Abbey, who was part of US President Donald Trump's first administration, is currently the EIA's only political appointee and took over in September as the newest administrator for the agency.
He said the EIA was reimagining its Annual Energy Outlook, and its medium- and long-term forecasts could be separated. The statutorily mandated outlook, which Abbey said would be released in spring, contains energy consumption and supply trends and projections and is used by governments, industry, and trade associations.
Abbey said he wants the agency’s international outlook incorporated into all forecasts, rather than issued as the separate International Energy Outlook.

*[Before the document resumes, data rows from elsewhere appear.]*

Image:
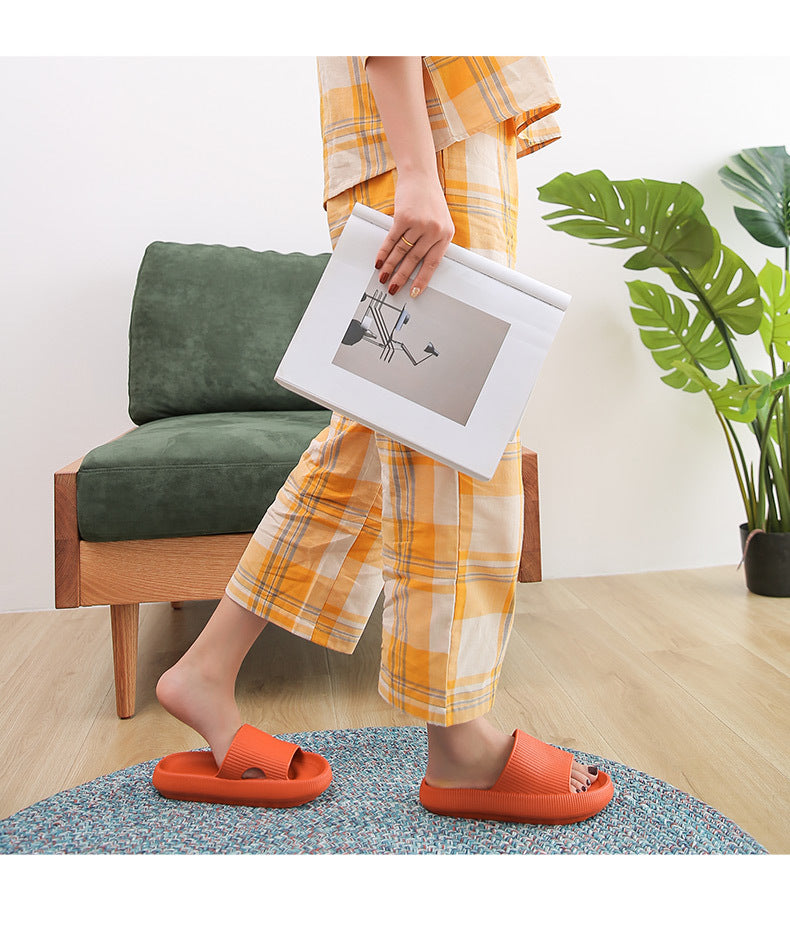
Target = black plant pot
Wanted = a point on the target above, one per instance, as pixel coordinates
(767, 563)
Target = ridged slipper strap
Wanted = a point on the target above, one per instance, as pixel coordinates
(535, 767)
(252, 747)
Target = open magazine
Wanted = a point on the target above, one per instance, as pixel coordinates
(448, 373)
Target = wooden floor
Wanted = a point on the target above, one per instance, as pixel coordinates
(682, 675)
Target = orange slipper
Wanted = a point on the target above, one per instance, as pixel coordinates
(535, 766)
(292, 776)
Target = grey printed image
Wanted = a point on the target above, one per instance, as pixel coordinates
(433, 350)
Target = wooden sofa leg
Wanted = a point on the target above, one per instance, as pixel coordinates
(530, 569)
(125, 623)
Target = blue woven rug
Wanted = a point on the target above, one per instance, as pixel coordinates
(371, 808)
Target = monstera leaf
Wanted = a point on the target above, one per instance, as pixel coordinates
(673, 338)
(775, 324)
(738, 402)
(763, 177)
(726, 288)
(664, 219)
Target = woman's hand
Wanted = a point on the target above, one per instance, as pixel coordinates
(421, 230)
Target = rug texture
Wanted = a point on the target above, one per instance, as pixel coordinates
(371, 808)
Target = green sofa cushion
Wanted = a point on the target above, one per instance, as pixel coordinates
(210, 325)
(191, 475)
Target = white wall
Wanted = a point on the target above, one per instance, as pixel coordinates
(103, 155)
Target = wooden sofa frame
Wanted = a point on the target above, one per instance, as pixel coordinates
(125, 574)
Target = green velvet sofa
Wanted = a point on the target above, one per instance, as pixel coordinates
(164, 511)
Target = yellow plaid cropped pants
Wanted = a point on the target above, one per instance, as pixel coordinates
(361, 512)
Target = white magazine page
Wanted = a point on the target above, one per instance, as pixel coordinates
(448, 373)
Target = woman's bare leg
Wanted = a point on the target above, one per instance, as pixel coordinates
(200, 689)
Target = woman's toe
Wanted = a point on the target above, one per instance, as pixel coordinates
(582, 777)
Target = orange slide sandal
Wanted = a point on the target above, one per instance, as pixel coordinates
(292, 776)
(540, 768)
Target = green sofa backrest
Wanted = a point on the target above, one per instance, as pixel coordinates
(210, 325)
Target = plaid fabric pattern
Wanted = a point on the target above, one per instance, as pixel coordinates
(464, 95)
(480, 183)
(361, 512)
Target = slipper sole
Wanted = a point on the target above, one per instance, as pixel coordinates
(533, 808)
(192, 775)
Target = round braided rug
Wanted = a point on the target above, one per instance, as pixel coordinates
(371, 808)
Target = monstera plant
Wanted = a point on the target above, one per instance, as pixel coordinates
(709, 296)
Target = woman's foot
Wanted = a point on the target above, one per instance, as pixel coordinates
(200, 689)
(473, 754)
(202, 701)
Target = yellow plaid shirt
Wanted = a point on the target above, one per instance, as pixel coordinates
(463, 94)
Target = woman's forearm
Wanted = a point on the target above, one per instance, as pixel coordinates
(397, 86)
(422, 225)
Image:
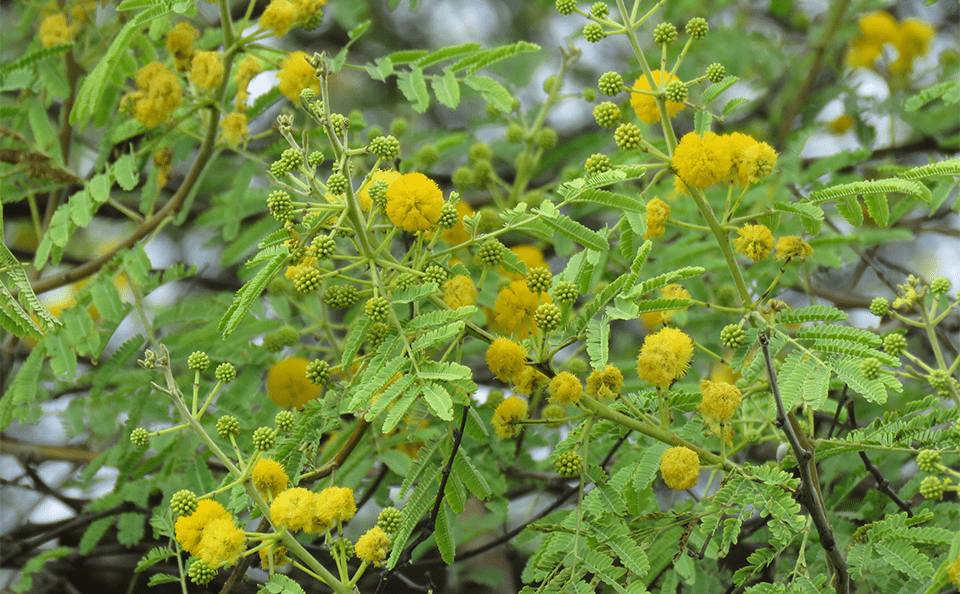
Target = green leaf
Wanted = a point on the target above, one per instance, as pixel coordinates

The EIA, which is considering establishing a field office or site in Houston, is also aiming to launch more than 10 new surveys, Abbey said, including a suite of minerals surveys to cover vanadium, zirconium, and graphite, and surveys on data centers.
Abbey expressed concern about system architecture after Wednesday's weekly EIA data was delayed by 38 minutes. The technical glitch allowed some traders to access US oil market data earlier than others.
"It is a reminder of how old some of the IT systems and some of the other parts of the system architecture are at EIA, and how badly reform is needed," Abbey said, adding that an investigation was underway.